気分が良くて何が悪い?

気楽というのは「何となく良い気分」のことである。気分は感情と似ているが、何となく違う。気分は「何となく」だけど感情はハッキリしている。気分が良くても悪くてもそのワケは「何となく」としかいいようがないが、感情は大抵の場合理由が判っている。気分は自分の身体から受ける感じだから「何となく」で、感情は物事についての価値判断だから頭の問題である。つまり、気分は無意識的なもので感情は意識的なものなのである。

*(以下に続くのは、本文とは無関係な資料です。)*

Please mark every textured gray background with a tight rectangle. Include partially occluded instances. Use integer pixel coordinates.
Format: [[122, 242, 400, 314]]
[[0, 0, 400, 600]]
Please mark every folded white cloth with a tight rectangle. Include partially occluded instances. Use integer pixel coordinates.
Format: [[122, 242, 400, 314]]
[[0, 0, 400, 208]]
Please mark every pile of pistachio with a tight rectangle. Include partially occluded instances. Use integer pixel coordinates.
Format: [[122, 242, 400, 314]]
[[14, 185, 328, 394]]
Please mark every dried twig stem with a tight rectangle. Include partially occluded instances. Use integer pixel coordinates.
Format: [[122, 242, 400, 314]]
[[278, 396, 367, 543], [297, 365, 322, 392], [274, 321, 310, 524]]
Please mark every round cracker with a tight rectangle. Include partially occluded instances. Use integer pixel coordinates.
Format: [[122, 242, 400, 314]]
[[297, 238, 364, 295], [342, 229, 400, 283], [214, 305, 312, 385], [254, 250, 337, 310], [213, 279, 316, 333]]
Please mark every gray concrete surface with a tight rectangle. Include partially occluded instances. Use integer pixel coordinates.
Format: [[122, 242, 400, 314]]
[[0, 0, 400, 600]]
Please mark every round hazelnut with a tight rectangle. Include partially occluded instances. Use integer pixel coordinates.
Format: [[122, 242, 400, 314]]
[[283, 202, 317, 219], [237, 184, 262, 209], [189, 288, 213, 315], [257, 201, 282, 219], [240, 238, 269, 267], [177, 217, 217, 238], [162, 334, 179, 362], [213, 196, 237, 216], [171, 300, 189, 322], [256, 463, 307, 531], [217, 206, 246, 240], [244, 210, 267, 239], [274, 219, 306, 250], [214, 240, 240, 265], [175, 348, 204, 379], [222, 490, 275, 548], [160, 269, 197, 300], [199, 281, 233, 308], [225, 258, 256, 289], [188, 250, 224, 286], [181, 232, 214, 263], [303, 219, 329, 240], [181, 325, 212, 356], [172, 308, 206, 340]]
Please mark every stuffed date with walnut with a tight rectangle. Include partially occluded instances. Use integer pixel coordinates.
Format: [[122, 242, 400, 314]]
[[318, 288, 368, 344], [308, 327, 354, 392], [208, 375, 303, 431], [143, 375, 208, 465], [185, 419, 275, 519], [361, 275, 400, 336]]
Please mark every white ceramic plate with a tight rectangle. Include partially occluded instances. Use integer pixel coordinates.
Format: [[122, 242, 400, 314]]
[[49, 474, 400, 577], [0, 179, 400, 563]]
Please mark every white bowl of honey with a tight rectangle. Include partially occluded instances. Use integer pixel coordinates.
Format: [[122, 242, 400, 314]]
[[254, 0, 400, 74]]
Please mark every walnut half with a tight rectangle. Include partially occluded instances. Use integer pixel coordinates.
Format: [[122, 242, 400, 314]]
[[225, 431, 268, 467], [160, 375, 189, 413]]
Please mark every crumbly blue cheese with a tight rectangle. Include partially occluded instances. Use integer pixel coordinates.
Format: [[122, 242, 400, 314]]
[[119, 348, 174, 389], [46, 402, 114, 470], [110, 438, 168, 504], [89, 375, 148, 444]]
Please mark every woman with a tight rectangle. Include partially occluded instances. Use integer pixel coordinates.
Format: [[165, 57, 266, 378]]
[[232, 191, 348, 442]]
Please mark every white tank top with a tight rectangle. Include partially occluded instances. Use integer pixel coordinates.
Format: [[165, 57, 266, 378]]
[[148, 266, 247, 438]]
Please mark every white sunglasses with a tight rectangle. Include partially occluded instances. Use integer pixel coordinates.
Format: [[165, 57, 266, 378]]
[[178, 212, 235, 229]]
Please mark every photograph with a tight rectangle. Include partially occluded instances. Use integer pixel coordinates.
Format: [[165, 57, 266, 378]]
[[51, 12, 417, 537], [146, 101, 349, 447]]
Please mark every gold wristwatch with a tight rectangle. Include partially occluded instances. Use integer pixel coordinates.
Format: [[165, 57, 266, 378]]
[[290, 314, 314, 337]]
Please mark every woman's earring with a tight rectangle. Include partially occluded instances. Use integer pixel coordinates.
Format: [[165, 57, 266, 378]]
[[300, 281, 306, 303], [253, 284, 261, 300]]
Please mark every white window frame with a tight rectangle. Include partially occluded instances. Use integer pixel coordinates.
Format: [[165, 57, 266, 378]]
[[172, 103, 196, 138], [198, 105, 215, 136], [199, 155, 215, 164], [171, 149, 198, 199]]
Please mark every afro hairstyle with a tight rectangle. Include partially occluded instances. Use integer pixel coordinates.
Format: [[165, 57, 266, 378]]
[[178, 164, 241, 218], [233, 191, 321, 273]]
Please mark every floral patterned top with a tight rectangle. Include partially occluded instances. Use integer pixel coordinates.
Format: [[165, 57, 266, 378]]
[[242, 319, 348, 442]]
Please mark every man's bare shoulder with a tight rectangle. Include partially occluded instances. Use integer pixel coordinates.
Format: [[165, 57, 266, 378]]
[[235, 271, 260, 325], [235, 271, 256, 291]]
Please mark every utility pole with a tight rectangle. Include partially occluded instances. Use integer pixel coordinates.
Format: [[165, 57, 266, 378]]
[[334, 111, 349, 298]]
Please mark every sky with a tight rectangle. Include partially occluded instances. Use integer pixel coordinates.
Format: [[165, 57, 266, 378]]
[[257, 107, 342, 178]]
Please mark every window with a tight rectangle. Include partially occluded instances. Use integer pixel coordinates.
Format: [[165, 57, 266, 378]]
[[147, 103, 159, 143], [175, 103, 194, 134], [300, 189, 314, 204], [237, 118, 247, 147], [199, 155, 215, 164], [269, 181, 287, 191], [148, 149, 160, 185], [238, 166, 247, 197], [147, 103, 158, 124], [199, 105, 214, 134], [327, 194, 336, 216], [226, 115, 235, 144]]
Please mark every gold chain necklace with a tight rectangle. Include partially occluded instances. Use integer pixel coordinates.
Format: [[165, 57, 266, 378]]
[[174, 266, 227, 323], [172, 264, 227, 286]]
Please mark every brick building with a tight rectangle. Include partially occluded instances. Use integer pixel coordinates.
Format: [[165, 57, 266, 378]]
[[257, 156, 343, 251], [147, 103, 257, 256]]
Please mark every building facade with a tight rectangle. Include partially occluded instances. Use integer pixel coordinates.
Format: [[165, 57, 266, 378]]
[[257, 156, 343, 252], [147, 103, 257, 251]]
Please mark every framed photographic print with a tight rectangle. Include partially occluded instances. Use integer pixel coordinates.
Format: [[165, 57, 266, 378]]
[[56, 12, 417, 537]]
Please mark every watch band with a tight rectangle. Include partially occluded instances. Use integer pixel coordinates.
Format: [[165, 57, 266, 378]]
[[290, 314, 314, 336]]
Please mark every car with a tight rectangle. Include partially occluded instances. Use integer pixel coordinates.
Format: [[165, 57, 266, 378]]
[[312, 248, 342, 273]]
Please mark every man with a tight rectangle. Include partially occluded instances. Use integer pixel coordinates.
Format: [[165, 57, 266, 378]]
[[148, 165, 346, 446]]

感情をひとくくりにして「喜怒哀楽」などと言うが、実は喜怒哀楽の「喜、怒」は感情で「哀、楽」は気分である。その証拠に「喜ぶ、怒る」は動詞で「楽しい、哀しい」は形容詞だ。「喜ぶ、怒る」は感情表現の動詞で、感情を表現するのは「頭の価値判断に従って身体を動かす」ことだから頭で理由がわかっている。「楽しい、哀しい」は「頭が感じ取った身体の様子」を示す形容詞で、頭が価値判断せずに身体の様子をうかがっているのである。

感情は状況に対する価値判断で、状況が変わったり新たな事実を知ると何らかの感情が起きる。しかし、同じ状況が続いたらいちいち価値判断をする必要がない、つまりある時点での価値判断が当り前になってしまう。だから、同じ感情はいつまでも続かない。状況に慣れてしまうと感情はおさまるのだ。一方、気分は状況に対する身体の適応状態だから、同じ状況が持続すれば同じ気分がずっと続くことになる。感情は一時の興奮状態だが、気分は持続的なのだ。

そういうわけで、気分と感情は似てるけど別なのだ。だから、自分の感情にとらわれていると気分を良くすることができない。感情に従うと一時の興奮だけでものごとを判断することになって、状況を長期的に見ることができないからである。それは頭のために身体が犠牲になるということに等しい。気分を良くするには、常に気分を感じ取りながら暮らす必要がある。そうするには、身体のために頭にちょっと遠慮してもらわなければならない。気分を感じ取るのは「何となく」の世界だから頭にとっては苦手なことなのだ。

感情から気分へ切り替えることは「興奮と緊張」から「リラックス&クール」への移行である。あるいは「ハッキリ」から「何となく」への転換とも言える。そのために大事なのは頭のネジを緩めることである。プライドを多少削って少しアホになり、そういう自分を受け入れる必要がある。